Malcolm Whitfield Callahan died in 1958.  Mary Lemira Dodson Callahan passed on in 1974.  Their daughter Catherine "Cay" Dodson Callahan had a career in the Navy like her father.  Her headstone indicates she was a Lieutenant Commander serving in World War II and Korea.  She died in 1998 and is buried in Arlington National Cemetery with her parents.

This information comes from the press release issued at the time of her death:
"Catherine Dodson "Cay" Callahan, 78, a retired Navy lieutenant commander and World War II veteran whose duties included service as a legislative liaison officer to the U.S. Congress, died of pneumonia November 7, 1998 at Suburban Hospital, Washington.

Commander Callahan, who lived in Washington, was born to a Navy family in Nashville, TN.  She grew up on naval installations in Chongqing, China; Manila; and various U.S. cities.

She began her naval career as a member of a graduating class of WAVE Midshipmen from Smith College in 1943.  As a young communications officer, she served on the staff of Fleet Adm. Ernest J. King throughout World War II.

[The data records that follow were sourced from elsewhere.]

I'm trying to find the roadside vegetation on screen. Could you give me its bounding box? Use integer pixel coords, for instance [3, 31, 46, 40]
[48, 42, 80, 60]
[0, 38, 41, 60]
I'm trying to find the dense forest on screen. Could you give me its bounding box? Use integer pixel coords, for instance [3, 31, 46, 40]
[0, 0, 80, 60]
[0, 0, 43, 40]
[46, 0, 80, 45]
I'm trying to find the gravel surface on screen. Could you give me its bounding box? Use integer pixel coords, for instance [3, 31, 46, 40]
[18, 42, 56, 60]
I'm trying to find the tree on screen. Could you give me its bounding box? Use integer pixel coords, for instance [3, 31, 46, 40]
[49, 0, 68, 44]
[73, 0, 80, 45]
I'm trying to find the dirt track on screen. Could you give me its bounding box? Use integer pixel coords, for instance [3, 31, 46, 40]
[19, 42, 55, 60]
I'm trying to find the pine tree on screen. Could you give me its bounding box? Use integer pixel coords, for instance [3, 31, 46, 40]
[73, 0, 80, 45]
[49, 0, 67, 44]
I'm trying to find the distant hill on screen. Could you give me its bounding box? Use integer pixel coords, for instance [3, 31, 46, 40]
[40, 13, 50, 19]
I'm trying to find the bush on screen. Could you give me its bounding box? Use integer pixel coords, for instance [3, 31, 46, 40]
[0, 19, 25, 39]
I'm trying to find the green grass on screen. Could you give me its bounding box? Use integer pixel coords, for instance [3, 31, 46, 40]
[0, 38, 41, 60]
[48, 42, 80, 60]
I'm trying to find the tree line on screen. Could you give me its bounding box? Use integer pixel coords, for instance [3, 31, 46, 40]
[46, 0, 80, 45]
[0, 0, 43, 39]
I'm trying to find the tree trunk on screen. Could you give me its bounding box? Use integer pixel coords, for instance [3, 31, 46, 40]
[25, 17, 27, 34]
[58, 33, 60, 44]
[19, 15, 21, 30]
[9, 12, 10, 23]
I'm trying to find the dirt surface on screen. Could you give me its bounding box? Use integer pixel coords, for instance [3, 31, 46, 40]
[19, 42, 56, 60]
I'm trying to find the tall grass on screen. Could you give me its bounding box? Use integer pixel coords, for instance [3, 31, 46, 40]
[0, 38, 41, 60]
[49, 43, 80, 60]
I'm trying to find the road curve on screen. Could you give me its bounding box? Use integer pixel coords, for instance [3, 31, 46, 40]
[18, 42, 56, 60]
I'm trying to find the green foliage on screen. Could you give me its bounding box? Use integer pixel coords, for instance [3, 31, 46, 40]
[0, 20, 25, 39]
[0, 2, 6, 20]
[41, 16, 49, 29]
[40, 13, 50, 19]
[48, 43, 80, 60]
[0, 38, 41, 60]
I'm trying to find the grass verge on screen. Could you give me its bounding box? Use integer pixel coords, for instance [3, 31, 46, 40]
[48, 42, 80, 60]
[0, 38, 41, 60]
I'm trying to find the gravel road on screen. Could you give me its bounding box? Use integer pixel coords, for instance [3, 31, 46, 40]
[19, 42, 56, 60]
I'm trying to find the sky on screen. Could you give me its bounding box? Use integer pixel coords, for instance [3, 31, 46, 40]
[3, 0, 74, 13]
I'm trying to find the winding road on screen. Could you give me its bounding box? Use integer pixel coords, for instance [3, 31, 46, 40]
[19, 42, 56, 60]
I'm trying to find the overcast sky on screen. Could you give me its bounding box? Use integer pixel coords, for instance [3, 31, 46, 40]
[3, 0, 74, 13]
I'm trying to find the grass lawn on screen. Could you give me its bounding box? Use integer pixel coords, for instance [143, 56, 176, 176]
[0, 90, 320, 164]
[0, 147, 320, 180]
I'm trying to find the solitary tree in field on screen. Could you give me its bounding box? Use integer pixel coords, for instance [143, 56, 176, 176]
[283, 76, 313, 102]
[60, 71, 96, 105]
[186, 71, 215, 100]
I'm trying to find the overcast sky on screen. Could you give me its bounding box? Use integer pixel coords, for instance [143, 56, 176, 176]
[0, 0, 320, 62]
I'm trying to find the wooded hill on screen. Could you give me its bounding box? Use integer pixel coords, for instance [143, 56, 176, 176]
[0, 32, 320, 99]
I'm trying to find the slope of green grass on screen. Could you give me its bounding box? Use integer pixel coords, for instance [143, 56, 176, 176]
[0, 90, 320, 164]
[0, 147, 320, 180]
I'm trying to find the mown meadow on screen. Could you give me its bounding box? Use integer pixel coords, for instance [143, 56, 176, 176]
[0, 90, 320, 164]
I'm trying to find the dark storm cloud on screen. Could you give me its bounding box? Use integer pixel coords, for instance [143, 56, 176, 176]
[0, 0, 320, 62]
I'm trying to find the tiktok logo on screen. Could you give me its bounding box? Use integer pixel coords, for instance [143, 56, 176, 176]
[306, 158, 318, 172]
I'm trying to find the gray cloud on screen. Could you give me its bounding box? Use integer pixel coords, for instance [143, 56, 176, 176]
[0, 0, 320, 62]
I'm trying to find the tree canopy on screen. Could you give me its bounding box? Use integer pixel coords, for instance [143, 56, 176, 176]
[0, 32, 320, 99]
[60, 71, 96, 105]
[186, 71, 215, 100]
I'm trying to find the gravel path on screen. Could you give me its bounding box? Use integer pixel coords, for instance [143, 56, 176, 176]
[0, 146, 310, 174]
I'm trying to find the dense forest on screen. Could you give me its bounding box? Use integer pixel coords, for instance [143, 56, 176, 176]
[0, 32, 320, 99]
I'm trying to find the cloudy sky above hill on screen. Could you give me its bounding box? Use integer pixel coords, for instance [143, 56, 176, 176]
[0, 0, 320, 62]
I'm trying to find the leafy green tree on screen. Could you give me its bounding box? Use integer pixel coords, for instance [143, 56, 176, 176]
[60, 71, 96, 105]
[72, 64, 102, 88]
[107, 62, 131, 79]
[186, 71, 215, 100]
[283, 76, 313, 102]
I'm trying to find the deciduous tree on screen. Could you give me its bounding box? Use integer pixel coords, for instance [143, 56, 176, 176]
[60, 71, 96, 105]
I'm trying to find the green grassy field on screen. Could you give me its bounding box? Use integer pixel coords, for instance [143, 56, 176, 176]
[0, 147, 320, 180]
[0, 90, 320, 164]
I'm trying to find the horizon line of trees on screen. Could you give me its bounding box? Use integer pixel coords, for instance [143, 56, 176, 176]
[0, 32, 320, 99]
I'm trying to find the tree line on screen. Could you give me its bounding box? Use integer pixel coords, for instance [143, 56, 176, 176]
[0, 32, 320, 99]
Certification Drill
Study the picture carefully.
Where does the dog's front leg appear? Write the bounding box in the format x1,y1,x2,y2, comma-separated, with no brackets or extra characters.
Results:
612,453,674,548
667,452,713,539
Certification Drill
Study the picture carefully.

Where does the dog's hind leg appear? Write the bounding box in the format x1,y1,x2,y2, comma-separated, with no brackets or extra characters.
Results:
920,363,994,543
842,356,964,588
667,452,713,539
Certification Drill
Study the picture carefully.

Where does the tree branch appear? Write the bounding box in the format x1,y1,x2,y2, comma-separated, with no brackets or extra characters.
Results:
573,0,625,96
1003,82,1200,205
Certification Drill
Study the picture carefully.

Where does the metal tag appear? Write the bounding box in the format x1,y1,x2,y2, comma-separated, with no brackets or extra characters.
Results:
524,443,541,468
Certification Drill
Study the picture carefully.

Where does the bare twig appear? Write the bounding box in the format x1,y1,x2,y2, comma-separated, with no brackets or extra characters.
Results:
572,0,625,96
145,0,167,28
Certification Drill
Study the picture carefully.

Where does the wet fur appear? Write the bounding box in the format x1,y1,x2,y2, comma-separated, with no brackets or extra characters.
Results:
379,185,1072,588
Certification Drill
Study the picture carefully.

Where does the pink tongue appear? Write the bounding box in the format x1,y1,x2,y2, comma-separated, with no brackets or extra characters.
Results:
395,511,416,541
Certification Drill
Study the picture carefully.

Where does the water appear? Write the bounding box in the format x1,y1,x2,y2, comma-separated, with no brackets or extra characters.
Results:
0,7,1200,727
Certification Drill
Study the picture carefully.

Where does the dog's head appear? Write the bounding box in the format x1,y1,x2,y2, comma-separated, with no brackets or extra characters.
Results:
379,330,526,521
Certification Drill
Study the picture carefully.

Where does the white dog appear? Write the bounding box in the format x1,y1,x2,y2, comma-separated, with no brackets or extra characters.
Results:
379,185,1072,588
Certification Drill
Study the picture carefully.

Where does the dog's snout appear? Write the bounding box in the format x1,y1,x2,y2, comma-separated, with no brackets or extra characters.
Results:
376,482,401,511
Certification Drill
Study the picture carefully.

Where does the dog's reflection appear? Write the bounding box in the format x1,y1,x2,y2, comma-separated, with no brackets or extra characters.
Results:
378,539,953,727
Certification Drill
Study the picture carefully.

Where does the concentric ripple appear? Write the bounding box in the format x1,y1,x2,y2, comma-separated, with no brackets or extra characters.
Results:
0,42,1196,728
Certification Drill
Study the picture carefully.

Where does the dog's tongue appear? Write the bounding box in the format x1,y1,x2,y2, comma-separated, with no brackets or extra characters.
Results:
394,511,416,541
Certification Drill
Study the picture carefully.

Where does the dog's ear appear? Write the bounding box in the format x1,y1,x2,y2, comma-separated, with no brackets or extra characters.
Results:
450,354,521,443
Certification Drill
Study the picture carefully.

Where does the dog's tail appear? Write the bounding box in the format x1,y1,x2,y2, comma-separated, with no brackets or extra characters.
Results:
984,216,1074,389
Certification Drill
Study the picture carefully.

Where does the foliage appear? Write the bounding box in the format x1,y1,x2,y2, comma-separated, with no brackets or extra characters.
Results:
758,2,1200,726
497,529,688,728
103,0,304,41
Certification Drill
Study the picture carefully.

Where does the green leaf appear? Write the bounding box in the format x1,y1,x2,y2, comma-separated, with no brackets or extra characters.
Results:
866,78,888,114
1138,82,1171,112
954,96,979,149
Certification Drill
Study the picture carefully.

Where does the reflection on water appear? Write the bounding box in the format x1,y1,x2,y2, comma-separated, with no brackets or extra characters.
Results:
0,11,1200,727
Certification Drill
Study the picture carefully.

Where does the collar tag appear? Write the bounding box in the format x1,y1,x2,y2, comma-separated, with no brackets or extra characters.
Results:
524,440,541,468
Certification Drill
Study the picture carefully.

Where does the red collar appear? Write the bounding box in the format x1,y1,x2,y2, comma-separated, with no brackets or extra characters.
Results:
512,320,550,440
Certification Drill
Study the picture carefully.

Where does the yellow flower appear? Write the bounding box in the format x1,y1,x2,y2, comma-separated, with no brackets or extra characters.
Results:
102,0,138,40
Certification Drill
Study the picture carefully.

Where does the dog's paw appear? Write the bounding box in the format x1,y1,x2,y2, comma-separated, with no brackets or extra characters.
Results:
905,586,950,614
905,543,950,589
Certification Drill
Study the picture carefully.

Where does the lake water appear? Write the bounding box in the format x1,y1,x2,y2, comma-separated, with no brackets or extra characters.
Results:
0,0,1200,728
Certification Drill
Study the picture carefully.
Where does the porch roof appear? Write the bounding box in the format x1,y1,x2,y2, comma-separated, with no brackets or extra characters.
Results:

After her military retirement in 1961, she became special assistant to the executive director of the U.S. Catholic Conference and later executive director of the National Society of the Daughters of American Colonists.

She was a member of the Chi Omega fraternity, the National Society of Colonial Dames of America, the Daughters of the American Revolution and the Army and Navy Club.  She also was  a past president of the National Society of the Daughters of the Barons of Runnymede.

She leaves no immediate survivors." 

Malcolm and Mattie's daughter Martha Ann Callahan married Wade H. Atkinson of Fairfax Virginia. Martha died December 8, 1997 in Gaithersburg, VA.  She was a graduate of George Washington University.  She was a research and administrative assistant to Sen Andrew. Shoeppel of Kansas during the 1950's.  In addition Martha belonged to many organizations including the DAR, Colonial Dames of America, the Army and Navy Club to name a few.  

Though the family connection has long since been forgotten the pictures of Mary Lemire Dodson that we found in Moran Place have helped bring us closer to those past connections.